Preview Capture Orbit gives me a controlled way to orbit around the map and capture showcase footage that feels deliberate instead of improvised. It is there to make previews look better, but also to make producing them less tedious.

Preview Capture Orbit running in the editor. The same flow works especially well when combined with Viewport focus for tighter, more intentional framing.
Place: Telfs, Austria. DTM: Austria BEV ALS DTM 1 m. Imagery: Austria basemap.at orthophoto.

Why It Works Well With Viewport Focus

Preview Capture Orbit becomes more useful when combined with Viewport focus. Orbit gives motion and consistency. Viewport focus gives framing. Together they make it much easier to create previews that actually direct attention where it should go instead of just spinning randomly around a huge scene.

That combination is important because a map editor scene is usually too large and too information-dense to present well by accident. If I want previews to communicate terrain shape, composition, and atmosphere, I need tools that help isolate the interesting part of the scene and move around it cleanly.

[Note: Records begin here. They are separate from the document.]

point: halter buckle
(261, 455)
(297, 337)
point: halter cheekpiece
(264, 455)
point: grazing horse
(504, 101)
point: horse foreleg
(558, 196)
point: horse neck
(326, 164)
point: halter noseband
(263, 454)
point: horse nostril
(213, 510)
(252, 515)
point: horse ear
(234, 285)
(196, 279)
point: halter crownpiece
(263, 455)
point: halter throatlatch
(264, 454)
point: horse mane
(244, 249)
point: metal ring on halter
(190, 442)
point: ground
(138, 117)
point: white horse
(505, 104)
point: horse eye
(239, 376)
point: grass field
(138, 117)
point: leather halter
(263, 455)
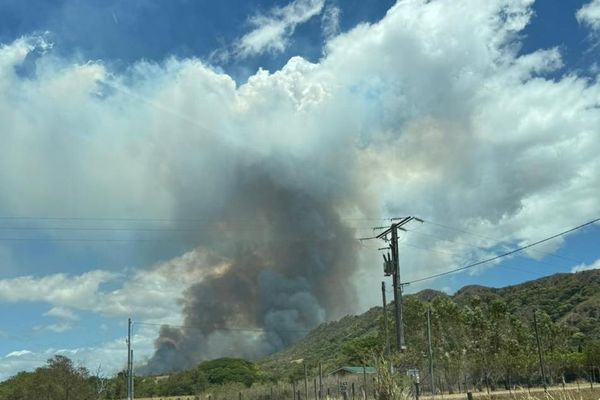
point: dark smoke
(291, 259)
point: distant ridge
(571, 298)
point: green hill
(569, 301)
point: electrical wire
(487, 260)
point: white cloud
(425, 113)
(589, 15)
(586, 267)
(330, 21)
(59, 328)
(57, 289)
(272, 31)
(62, 313)
(151, 294)
(109, 355)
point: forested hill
(571, 301)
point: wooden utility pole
(386, 349)
(539, 345)
(430, 353)
(129, 386)
(392, 267)
(320, 381)
(305, 383)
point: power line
(236, 329)
(475, 264)
(484, 237)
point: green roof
(356, 370)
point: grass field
(569, 392)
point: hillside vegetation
(567, 305)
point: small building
(350, 371)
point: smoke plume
(289, 256)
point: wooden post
(305, 383)
(365, 381)
(320, 381)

The Point Of Both Features

These updates are really about the same underlying idea: MapToPlay should not trap the user in one rigid path. Sometimes you need a direct export into another tool. Sometimes you need a better way to present what you have built. Both are valid, and both deserve proper support.

I want the platform to be practical. Terrain Mesh export makes it easier to continue work elsewhere. Preview Capture Orbit makes it easier to present work here. Both reduce friction in places where friction adds no value.

More of this kind of improvement is coming. The goal is not just more features, but better leverage: fewer awkward workarounds, cleaner exports, and tools that make the editor easier to actually use day to day.